Arjantin seçimlerinin sonuçları ön seçim anketlerinin teyidi olurken, sistem içi sağ sol değişimi de devam etti. Bir dönem solda bir dönem sağda olan tepki hükümetleri döneminde sıra tekrardan sola geçerken, bunun politikalarda ciddi bir değişime neden olmayacağı aşikar. Zira sağ ile sol arasındaki değişim sadece hakların sağ elle ya da sol elle alınmasıdır. Ancak o kolları yöneten, her hâlükârda burjuvazinin kafasıdır. Bundan dolayı Kirchner dönemi tekrar gelirken, Arjantin işçi ve emekçileri için değişen sadece söylevdir. Burada konuyu açmak adına iki temel noktaya değinmek gerekiyor.

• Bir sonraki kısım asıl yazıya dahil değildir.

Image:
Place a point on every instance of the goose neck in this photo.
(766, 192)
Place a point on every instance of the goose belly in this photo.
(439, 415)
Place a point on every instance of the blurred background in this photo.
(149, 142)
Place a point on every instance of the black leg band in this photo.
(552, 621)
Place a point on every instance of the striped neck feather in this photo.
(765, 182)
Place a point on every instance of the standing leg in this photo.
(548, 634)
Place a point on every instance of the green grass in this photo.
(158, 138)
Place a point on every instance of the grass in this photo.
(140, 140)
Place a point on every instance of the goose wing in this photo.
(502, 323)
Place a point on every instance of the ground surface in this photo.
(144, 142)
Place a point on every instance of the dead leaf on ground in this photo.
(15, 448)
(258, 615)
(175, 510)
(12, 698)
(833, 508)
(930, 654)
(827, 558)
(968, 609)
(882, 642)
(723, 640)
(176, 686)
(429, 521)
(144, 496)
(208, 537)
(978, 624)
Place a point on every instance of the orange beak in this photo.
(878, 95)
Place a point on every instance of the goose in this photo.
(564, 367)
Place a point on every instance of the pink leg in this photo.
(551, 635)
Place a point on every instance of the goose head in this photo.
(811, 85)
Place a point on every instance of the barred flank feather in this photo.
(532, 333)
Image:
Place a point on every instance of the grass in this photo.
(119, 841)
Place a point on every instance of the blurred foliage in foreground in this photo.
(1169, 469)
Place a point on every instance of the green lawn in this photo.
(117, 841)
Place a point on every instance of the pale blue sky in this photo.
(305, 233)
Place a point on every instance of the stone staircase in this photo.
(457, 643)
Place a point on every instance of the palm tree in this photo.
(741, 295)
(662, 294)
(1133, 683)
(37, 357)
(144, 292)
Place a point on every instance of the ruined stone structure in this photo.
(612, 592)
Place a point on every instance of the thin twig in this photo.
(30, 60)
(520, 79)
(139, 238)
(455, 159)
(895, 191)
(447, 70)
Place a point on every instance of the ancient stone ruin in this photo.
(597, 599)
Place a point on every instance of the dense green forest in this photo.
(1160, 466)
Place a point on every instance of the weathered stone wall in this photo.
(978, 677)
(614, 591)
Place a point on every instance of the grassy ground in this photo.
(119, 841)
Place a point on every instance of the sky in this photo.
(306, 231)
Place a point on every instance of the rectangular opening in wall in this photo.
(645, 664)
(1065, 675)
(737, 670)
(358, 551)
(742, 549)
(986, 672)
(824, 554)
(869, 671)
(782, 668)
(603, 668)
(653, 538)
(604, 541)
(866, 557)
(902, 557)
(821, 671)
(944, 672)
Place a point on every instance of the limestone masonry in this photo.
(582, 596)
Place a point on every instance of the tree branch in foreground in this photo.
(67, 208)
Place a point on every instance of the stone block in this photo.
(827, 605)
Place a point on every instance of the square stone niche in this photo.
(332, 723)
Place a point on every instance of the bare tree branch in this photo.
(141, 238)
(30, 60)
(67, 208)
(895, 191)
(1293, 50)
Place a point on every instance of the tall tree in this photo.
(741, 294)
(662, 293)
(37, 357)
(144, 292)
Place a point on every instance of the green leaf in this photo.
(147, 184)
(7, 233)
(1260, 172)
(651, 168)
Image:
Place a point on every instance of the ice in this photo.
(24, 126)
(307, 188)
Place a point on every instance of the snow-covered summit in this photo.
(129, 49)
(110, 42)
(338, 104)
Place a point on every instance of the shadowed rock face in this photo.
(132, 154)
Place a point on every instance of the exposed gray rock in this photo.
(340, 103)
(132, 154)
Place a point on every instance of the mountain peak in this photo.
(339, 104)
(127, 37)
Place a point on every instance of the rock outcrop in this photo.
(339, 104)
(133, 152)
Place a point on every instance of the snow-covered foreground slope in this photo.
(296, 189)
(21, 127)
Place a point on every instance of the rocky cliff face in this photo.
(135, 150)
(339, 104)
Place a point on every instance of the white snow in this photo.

Birincisi, Kirchner dönemini devralan Macri’nin ekonomiyi iyileştirme vaadinin, faizleri yükseltmesinin ya da yabancı yatırımcı için yaptığı teşviklerin Kirchner dönemi krizini aşmaya yetmemesi ile bugün aynı mali krizin sürüyor olması da politikalarda temel belirleyicidir. Uluslararası Para Fonu’ndan (IMF) alınan ve IMF’nin bir ülkeye verdiği en büyük kredi olan, 3 yıl için 57 milyar dolarlık kredi anlaşması hala yürürlükte. Arjantin’in 61 yıllık IMF bağımlığı sürerken Krichner’den Macri’ye, Macri’den Fernandez’e değişen bir şey olamaz. Pesonun değer kaybına karşın IMF’ye verilen sözlere Krichner’in de sadık kalacağı bellidir. IMF’ye bağlı kalmak burjuvaziye yeni alanlar açarken, işçi ve emekçilerin sefaletini büyütecektir.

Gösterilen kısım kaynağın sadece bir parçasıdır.